Ambisi China untuk menjadi yang terdepan dan menguasai bidang antariksa semakin dipertegas dengan dibukanya planetarium terbesar di Shanghai beberapa waktu lalu (18/7). Terdiri dari tiga lantai, gedung dengan luasan mencapai 39.000 meter persegi ini dinamakan Museum Astronomi Shanghai. Dalam bangunan terdapat sejumlah ruang yang berfungsi sebagai tempat pameran, dan teleskop surya dengan ketinggian hingga 24 meter dengan diameter 1 meter.
Keunikan dari museum ini adalah tidak ditemukannya sebuah sudut maupun garis lurus dalam gedung. Thomas J. Wong selaku ketua tim arsitek menyebutkan tiga bangunan utama yang melengkung dan saling berhimpitan terinspirasi dari ilmu astronomi dan menggambarkan geometri alam semesta.
Begitu pula interiornya terdiri dari tiga bagian yang masing-masing memiliki fungsi berbeda, pertama disebut Oculus yang menghasilkan sinar untuk menyinari lantai sepanjang hari. Lalu teater planetarium menyerupai bola tertelungkup, menggambarkan penampakan bulan yang baru terbit. Dan ketiga berupa kubah kaca terbalik yang memungkinkan pengunjung bebas menatap langit dengan taburan bintang saat malam hari.

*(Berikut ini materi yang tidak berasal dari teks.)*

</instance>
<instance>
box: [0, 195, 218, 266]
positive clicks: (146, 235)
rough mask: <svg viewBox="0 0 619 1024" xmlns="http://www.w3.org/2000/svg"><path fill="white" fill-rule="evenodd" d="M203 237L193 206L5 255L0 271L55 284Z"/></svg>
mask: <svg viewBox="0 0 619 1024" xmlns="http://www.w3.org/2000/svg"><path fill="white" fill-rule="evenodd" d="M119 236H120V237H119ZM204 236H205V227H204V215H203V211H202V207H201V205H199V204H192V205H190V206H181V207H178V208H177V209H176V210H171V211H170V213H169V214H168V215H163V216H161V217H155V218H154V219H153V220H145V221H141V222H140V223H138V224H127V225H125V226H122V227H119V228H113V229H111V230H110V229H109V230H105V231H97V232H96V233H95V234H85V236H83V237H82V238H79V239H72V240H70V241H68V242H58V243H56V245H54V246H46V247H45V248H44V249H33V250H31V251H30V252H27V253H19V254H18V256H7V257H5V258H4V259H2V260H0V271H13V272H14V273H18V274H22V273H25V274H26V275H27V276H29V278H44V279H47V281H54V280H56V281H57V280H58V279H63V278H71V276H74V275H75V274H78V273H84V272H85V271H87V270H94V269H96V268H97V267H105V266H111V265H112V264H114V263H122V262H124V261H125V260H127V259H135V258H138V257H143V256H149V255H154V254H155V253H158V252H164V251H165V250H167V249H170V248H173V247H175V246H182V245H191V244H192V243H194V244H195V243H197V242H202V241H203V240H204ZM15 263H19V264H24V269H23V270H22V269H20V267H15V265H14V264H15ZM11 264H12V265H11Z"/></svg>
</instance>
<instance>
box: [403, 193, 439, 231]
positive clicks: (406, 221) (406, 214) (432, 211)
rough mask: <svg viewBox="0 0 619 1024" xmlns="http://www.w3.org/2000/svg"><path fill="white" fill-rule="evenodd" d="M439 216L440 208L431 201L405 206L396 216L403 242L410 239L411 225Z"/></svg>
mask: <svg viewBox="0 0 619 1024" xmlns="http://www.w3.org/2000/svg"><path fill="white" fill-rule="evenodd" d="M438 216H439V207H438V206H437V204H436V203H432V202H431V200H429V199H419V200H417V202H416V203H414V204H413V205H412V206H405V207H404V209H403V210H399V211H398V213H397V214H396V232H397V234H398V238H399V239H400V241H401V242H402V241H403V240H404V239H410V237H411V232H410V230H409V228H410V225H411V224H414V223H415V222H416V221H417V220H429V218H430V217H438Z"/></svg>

Di dalamnya juga dipamerkan koleksi 70 meteor yang berasal dari bulan, Mars dan Vesta. Seperti meteorit Shanghai Changxing Island (1966) dan meteorit Suizhou (1986). Atau meteorit Chelyabinsk (2013) dari Rusia. Serta terdapat lebih dari 120 koleksi artefak seperti karya Isaac Newton, Galileo Galilei, dan Johannes Kepler.
Pengunjung yang datang juga bisa menikmati berbagai ilustrasi atau gambaran bagaimana benda-benda di antariksa saling berinteraksi menggunakan teknologi terkini. Mulai dari visualisasi data, augmented reality, virtual reality, dan biometrik yang bisa membantu para pengunjung memperoleh pengetahuan mengenai astronomi.